Conrad Tao releases “American Rage” on Warner Classics
Pianist/composer Conrad Tao released his new album American Rage, on Warner Classics, October 25, 2019. The album features works by Frederic Rzewski, Julia Wolfe, and Aaron Copland, and explores the roots of rebellion from the 1930s Harlan County labor disputes, through the trauma of 9/11, to the deep divisions of the present day.
Bookended by two expansive works by Frederic Rzewski – Which Side Are You On?, based on Florence Reece’s 1931 protest song, and Winnsboro Cotton Mill Blues, an industrial folk song that sardonically reflects on unjust factory working conditions – the album centers on Julia Wolfe’s Compassion, written in the wake of 9/11, and Aaron Copland’s elegiac Piano Sonata.
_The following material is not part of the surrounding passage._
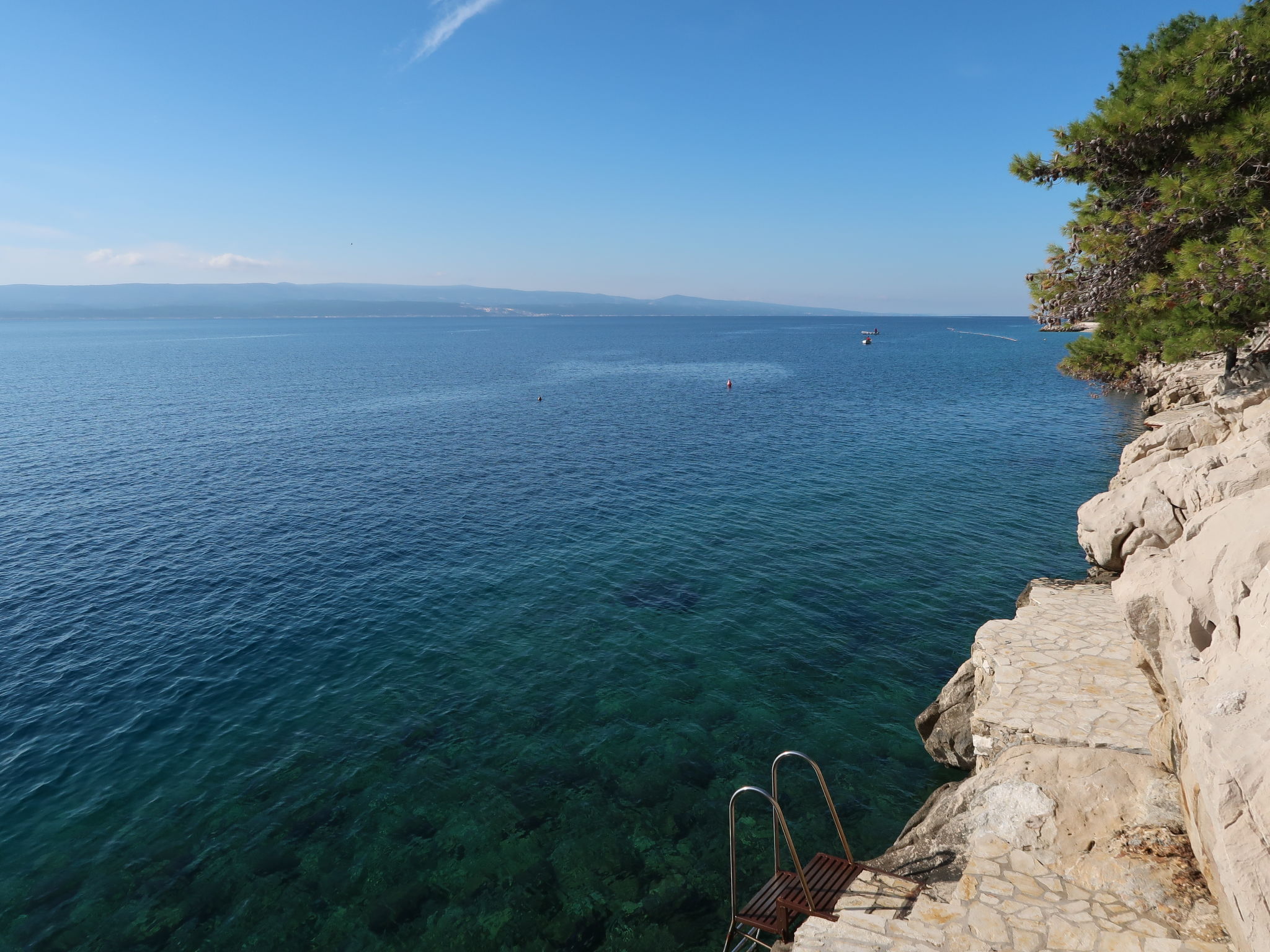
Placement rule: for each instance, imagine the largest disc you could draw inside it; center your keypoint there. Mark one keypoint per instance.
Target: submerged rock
(945, 725)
Conrad will make his Carnegie Hall recital debut November 20, 2019 and will then perform the album program for his LA Phil recital debut on March 10, 2020. A performance of the American Rage program in a Harlem Crypt was among the New York Times‘ “Best Performances of 2017.”
Says Conrad of the program: “This is a program I have been performing in some form since 2015, and since then my faith has only grown that this music points towards nothing less than a vision of humanity. In Rzewski’s North American Ballads I perceive in the music the possibility that the ruthless chugging of machinery might also be heard as an underlying, unrelenting rhythm of spirit, an expression of humans’ capacity and struggle to come together. I hear Copland’s gorgeous, angular sonata as a mournful elegy for all that has been lost, an elegy that also opens up towards the future. And then there’s Julia Wolfe’s Compassion… sometimes the only way to express compassion in its overwhelming fullness is to scream, to make a ruckus, to be rageful. It is scary to take a side, to declare one’s faith in our capacity for solidarity, to commit to building a different world. Compassion is a relentless effort in the face of that fear, compassion is humility, compassion is listening as practice—listening as a deepening that enriches one’s empathy.”
Critical Acclaim
“This powerful, thrilling album of American political and protest music is played with abundant angst and virtuosity by American pianist Conrad Tao. Two Frederick Rzewski pieces, Which Side Are You On? and Winnsboro Cotton Mill Blues, sandwich Aaron Copland’s Piano Sonata and Julia Wolfe’s Compassion, written to commemorate 9/11. Compassion is driven rather than reflective, until the closing bars, when pain succumbs to acceptance…(Pete Seeger’s accounts of both songs are on YouTube.) Which Side Are You On? was a 1931 protest song about coal mining disputes, which Rzewski endows with a percussive, grinding despair. The Winnsboro Cotton Mill Blues is brilliantly and viscerally evocative, as the relentless, pounding industrial machine overpowers the lyrical ragtime representing the workers. Commanding and exciting pianism.”